Dealer profitability went to reverse in May with the average site turning in losses of £10,000 for the month.
The loss negated the gains made in April leaving retailers behind for the overall quarter.
According to dealer profitability specialist ASE, a “sizeable cause” of the drop in overall performance was attributable to a hit on used cars values.
“Whilst retailers have now managed their stock back down from the March highs to the non-quarter-end norm, this has come at a cost of margin as can be seen from the fall in overall return on investment.
“The recalibration of book values over the recent months has clearly had an impact and, now this has washed through, we can return to normal levels of profitability,” said ASE chairman Mike Jones
Jones also noted a decline in retail aftersales hours with some brands carrying out signifigant levels of warranty work.
“For the month of May the retail content of overall aftersales hours fell to 48.6%. This represents the first time it has fallen below 50% and reverses some of the recent gains we have seen.

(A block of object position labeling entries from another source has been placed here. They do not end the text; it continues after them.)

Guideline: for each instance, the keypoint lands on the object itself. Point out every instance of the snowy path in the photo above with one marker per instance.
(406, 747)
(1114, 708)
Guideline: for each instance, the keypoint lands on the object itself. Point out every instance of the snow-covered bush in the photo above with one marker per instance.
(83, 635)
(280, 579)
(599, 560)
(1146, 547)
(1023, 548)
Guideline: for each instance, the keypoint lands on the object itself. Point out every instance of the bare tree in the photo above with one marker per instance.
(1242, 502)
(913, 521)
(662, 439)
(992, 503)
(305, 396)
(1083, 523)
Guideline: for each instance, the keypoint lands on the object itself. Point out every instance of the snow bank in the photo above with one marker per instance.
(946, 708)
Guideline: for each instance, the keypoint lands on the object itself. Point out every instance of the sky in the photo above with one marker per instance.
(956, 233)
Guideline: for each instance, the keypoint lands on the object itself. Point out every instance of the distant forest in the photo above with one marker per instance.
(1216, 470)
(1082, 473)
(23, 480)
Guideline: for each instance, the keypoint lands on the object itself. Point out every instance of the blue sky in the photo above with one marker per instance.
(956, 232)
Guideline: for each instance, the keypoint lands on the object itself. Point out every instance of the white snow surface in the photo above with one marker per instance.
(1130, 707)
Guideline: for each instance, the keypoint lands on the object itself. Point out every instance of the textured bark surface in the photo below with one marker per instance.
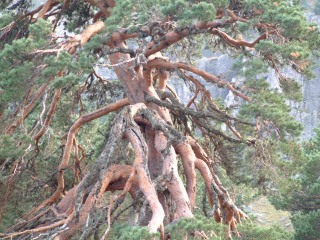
(145, 122)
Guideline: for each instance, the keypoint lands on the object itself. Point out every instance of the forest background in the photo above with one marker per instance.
(65, 140)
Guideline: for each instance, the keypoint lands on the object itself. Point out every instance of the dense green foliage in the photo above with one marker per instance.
(268, 159)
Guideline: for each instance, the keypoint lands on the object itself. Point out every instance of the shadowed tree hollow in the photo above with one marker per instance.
(52, 87)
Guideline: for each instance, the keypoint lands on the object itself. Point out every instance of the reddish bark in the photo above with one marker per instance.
(68, 147)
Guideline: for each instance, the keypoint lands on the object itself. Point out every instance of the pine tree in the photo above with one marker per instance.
(52, 91)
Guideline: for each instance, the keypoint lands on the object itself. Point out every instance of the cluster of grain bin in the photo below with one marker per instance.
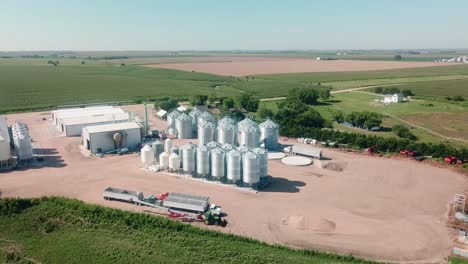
(22, 141)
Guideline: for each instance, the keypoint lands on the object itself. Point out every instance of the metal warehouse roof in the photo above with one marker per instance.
(89, 112)
(94, 119)
(111, 127)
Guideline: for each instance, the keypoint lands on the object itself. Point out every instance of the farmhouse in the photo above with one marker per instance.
(395, 98)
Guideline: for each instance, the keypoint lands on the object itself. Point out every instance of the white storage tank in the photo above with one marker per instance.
(269, 134)
(234, 166)
(206, 117)
(206, 132)
(250, 168)
(5, 153)
(184, 126)
(171, 117)
(227, 133)
(217, 163)
(147, 155)
(188, 158)
(248, 136)
(263, 156)
(164, 161)
(213, 145)
(194, 114)
(168, 145)
(203, 161)
(174, 162)
(158, 148)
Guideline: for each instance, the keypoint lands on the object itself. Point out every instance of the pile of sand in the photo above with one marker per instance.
(309, 224)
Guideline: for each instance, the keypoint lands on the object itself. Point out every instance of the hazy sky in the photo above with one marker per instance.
(232, 24)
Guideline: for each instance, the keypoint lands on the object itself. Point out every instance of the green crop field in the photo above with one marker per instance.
(60, 230)
(30, 84)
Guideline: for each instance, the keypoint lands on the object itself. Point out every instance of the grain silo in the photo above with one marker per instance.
(250, 169)
(158, 148)
(164, 161)
(234, 166)
(171, 117)
(188, 158)
(263, 157)
(248, 136)
(203, 161)
(269, 134)
(217, 163)
(183, 124)
(174, 162)
(206, 132)
(22, 141)
(194, 114)
(206, 117)
(227, 133)
(147, 155)
(168, 145)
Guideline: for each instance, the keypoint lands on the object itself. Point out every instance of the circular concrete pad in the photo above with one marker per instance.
(276, 155)
(296, 161)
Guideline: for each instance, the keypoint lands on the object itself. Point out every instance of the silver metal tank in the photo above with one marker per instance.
(217, 163)
(248, 136)
(158, 148)
(188, 158)
(174, 162)
(250, 168)
(206, 132)
(269, 134)
(207, 117)
(263, 156)
(212, 145)
(203, 161)
(234, 166)
(168, 145)
(184, 126)
(194, 114)
(171, 117)
(227, 133)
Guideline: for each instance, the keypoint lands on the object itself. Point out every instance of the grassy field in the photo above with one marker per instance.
(29, 84)
(59, 230)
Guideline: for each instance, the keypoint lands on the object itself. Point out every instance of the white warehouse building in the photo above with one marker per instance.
(111, 136)
(73, 126)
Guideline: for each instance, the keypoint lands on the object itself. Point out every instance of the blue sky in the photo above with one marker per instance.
(232, 24)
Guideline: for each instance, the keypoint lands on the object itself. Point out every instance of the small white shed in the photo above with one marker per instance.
(103, 137)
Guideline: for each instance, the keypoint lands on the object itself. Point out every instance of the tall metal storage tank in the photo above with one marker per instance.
(207, 117)
(206, 132)
(203, 161)
(5, 153)
(158, 148)
(248, 136)
(227, 133)
(184, 126)
(194, 114)
(263, 156)
(168, 145)
(250, 168)
(217, 163)
(227, 147)
(174, 162)
(188, 158)
(212, 145)
(147, 155)
(269, 134)
(234, 166)
(164, 161)
(171, 117)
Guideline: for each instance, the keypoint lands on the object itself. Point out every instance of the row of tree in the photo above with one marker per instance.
(364, 119)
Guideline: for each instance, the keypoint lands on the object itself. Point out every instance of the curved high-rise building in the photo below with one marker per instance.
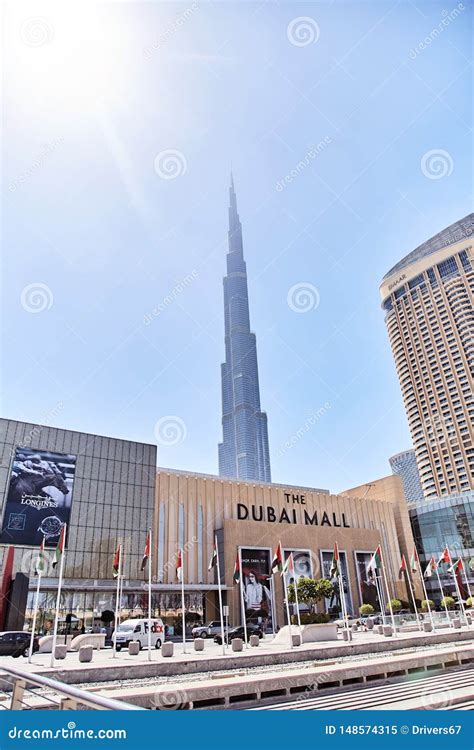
(244, 452)
(428, 301)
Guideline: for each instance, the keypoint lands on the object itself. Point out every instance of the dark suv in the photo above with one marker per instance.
(16, 643)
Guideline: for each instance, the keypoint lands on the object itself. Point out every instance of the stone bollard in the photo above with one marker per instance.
(60, 652)
(85, 654)
(167, 648)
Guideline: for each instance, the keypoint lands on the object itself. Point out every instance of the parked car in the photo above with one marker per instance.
(136, 629)
(16, 643)
(203, 631)
(239, 632)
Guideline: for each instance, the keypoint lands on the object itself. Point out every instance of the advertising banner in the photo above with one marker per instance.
(367, 585)
(334, 603)
(39, 496)
(257, 586)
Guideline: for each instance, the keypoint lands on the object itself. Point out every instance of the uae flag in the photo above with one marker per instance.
(414, 561)
(403, 567)
(213, 560)
(335, 569)
(431, 568)
(375, 563)
(146, 552)
(40, 560)
(445, 557)
(277, 562)
(289, 566)
(236, 576)
(179, 566)
(58, 552)
(117, 561)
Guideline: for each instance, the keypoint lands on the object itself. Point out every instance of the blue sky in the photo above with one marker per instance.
(101, 224)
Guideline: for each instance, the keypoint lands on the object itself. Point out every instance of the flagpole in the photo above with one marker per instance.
(286, 595)
(220, 594)
(117, 603)
(242, 605)
(149, 595)
(183, 611)
(412, 592)
(35, 612)
(422, 577)
(388, 593)
(58, 597)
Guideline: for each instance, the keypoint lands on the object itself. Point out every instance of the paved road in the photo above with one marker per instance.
(449, 690)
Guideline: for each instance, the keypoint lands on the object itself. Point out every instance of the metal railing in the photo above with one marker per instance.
(70, 697)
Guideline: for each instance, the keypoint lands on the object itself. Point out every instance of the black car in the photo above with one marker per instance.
(16, 643)
(239, 632)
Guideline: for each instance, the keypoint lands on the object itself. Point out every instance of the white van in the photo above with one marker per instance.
(137, 630)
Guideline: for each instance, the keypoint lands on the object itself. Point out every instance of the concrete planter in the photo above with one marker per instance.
(167, 648)
(85, 654)
(60, 652)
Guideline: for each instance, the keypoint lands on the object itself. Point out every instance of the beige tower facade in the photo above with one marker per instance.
(428, 301)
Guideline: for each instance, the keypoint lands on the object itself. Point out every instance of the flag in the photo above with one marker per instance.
(445, 557)
(40, 560)
(117, 561)
(430, 568)
(179, 566)
(414, 561)
(335, 569)
(289, 566)
(375, 562)
(403, 567)
(146, 552)
(277, 562)
(213, 560)
(60, 546)
(237, 569)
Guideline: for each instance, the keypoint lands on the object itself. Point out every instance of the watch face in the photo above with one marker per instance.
(51, 526)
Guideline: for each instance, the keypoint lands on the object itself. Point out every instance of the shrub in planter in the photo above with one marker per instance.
(311, 618)
(448, 602)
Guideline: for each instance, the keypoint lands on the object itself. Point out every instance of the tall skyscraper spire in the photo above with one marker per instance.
(244, 451)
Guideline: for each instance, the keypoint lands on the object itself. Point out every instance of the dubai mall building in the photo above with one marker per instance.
(109, 491)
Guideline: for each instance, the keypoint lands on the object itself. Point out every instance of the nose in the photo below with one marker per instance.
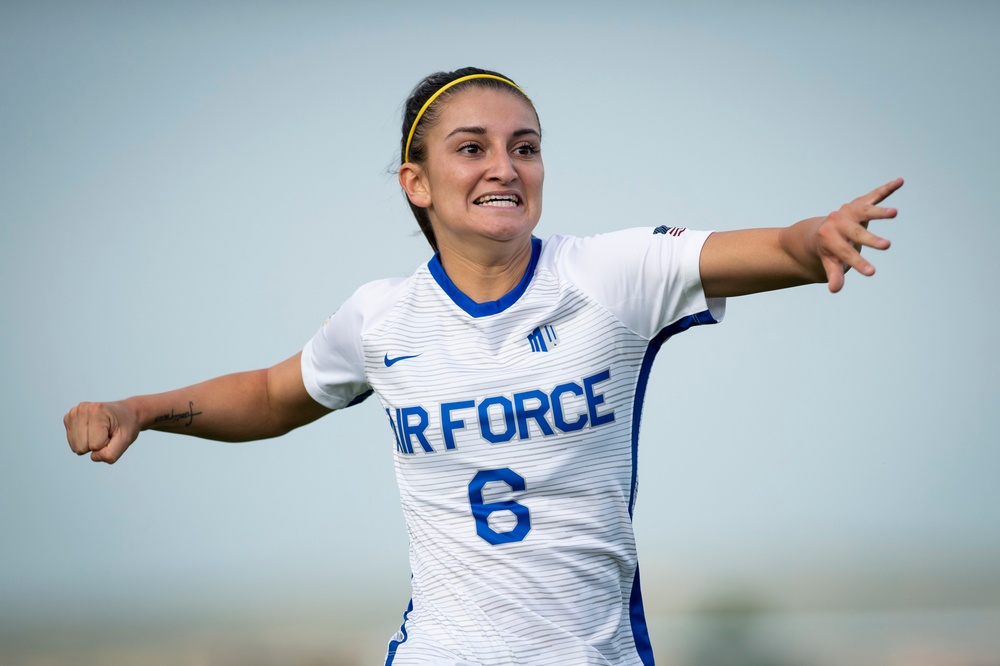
(501, 167)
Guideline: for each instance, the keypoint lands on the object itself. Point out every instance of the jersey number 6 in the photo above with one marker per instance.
(482, 511)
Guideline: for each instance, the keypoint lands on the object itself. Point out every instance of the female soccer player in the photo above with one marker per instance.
(512, 372)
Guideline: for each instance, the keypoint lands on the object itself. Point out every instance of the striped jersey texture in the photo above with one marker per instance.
(515, 426)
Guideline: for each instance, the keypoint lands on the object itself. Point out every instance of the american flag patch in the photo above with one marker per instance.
(673, 231)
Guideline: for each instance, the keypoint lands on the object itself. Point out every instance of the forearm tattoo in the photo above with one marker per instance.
(175, 418)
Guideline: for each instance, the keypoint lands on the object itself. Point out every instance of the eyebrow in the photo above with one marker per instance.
(482, 131)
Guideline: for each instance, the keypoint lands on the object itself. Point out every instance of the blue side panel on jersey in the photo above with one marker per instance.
(490, 307)
(394, 645)
(679, 326)
(360, 398)
(637, 618)
(637, 615)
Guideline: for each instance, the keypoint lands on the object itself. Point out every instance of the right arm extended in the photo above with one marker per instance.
(235, 408)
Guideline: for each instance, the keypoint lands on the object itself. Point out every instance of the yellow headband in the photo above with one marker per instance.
(430, 100)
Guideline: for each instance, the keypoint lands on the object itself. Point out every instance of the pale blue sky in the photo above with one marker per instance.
(189, 191)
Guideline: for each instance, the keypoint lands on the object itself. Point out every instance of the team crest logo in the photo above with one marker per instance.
(542, 338)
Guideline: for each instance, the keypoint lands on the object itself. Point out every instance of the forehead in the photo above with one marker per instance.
(491, 108)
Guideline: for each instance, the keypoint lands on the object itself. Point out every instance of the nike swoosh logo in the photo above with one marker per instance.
(389, 362)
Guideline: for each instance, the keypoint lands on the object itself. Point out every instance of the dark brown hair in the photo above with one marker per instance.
(418, 97)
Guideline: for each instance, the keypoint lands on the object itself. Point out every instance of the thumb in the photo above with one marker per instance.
(117, 443)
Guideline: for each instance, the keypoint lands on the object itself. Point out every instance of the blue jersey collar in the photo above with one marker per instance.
(490, 307)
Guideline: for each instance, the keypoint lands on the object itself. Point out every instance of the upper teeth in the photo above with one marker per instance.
(501, 199)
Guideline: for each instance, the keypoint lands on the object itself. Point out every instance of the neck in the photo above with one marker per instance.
(486, 278)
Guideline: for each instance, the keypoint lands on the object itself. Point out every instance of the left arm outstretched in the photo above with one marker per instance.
(820, 249)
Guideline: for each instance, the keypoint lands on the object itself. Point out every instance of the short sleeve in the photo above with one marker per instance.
(333, 368)
(649, 278)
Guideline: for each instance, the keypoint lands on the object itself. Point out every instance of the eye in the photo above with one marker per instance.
(526, 149)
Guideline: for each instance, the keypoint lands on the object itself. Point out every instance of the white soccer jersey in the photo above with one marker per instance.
(515, 425)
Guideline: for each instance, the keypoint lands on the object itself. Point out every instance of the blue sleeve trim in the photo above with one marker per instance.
(490, 307)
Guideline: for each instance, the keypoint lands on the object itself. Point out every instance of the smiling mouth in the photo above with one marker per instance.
(498, 200)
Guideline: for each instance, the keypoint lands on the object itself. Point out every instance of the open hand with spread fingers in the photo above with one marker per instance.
(841, 235)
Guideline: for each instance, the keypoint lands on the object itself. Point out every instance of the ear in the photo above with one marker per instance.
(414, 182)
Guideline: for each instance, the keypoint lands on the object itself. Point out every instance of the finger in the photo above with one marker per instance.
(834, 273)
(860, 237)
(76, 429)
(876, 213)
(98, 427)
(882, 192)
(115, 448)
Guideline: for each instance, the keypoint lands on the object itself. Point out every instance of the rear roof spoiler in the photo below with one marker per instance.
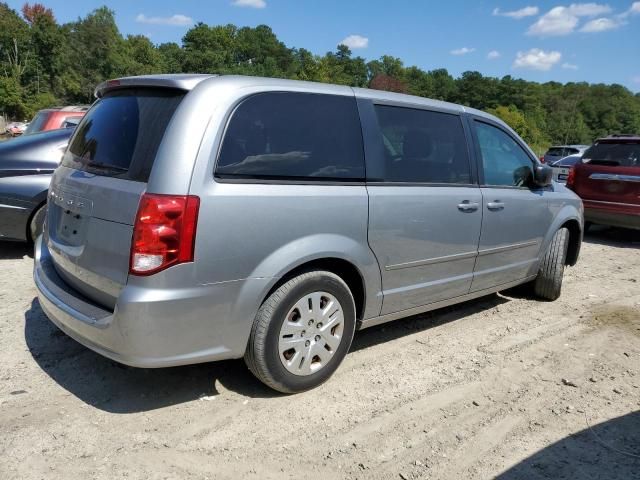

“I will have to wait to determine whether this is an isolated blip, however the significant level of warranty work currently being undertaken for some brands is having a negative impact on retail,” he said.
Jones said not to read too much into the decline in June. While used car values did fall, some values had been too high. And the mid-quarter month is always challenging.
But he warned that dealer had forced the new car market with a “significant amount of registration activity at the month-end” to hit targets.
“I will be watching carefully how these bonuses are earned and ultimately released to see the overall impact on the year,” he said.